Polls v. principles: Cameron’s confusing views on abortion, birth control. | Opinion
At this point I have no idea if Daniel Cameron is auditioning to be the high priest of Gilead or Margaret Sanger’s best friend, but it looks as though the most recent public polling — which showed him eight points down — has put his messaging in a twist.
“If our legislature was to bring legislation before me that provided exceptions for rape and incest, I would sign that legislation,” Cameron said on a local radio show on Monday. “There’s no question about that.”
Except there are many questions about that.

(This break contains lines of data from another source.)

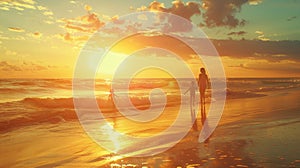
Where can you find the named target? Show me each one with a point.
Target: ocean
(40, 128)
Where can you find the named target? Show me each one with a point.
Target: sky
(44, 39)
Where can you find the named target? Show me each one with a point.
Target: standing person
(202, 83)
(192, 89)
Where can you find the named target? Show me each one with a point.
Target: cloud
(87, 23)
(254, 2)
(270, 50)
(239, 33)
(4, 66)
(222, 13)
(15, 29)
(291, 18)
(48, 13)
(35, 34)
(17, 4)
(87, 7)
(185, 10)
(24, 66)
(261, 36)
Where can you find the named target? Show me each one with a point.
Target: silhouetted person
(202, 83)
(192, 89)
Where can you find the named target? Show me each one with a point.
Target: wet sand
(253, 132)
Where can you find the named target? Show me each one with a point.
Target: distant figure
(202, 83)
(192, 91)
(111, 93)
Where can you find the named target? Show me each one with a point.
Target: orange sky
(42, 40)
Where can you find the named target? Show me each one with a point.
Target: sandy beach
(260, 131)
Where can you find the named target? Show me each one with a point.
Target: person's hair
(202, 70)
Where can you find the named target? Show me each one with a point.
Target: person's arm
(187, 91)
(207, 82)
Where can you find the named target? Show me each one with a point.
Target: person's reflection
(202, 83)
(192, 89)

Until Monday, Cameron had never signaled that he would be open to exceptions in Kentucky’s extreme abortion ban. Until Monday, in both words and deeds, he had stood staunchly behind Kentucky’s trigger law after the Dobbs decision and Kentucky’s own fetal heartbeat bill, which has virtually eliminated abortion in our state. He said so in at least two debates, and his office argued in favor of the current laws in front of the Kentucky Supreme Court.
These have had real life consequences for Kentucky women, like one whose baby had no brain, but who was forced to carry to term, or another who had to seek an out of state termination because even though her baby’s anomaly would kill him and possibly give her cancer, her doctors did not think they could help her.
Cameron didn’t even seem open to helping doctors in Kentucky by encouraging legislators to make Kentucky’s exceptions for the life of the mother more specific about fetal anomalies that might require termination as more progressive states — like, ahem, Louisiana — has done.
It’s also worth pointing out that Rep. Jason Nemes, R-Louisville, did file a bill allowing exceptions, and it didn’t even get a committee hearing. So Cameron can hide behind the extreme supermajority in the legislature.
Voters are going to get confused. Nor has he helped explain his position on birth control, which he was for, apparently before he filled out the Northern Kentucky Right to Life questionnaire saying he was against it.
Now this questionnaire conflates abortion and birth control, which for some extremists are one and the same. But Cameron should read more carefully. Some of his fellow GOP candidates did so and left the questions blank.
I’ll take Cameron at his word that he supports birth control, which is, after all, the best way to avoid abortion. What I find more alarming is that Cameron said he opposed Medicaid funding for birth control, which is a way many poor women receive it. Luckily, Medicaid is a federal program, thus immune from the vagaries of gubernatorial candidates.
It would be interesting to see Cameron’s internal polling with women, moderates, and suburbanites, the same people who stopped a constitutional amendment that he supported to make an abortion ban permanent.
All this to say, Cameron’s new positions are fooling very few. You can’t drum up the base and appeal to suburban moderates at the same time. Just as teachers don’t buy Cameron’s crocodile tear apologies now that he needs their votes, women know that we’re close enough to a Margaret Atwood dystopian novel as it is. With our personal freedoms on the line, we can’t risk playing footsie with a politician whose views change with every new poll.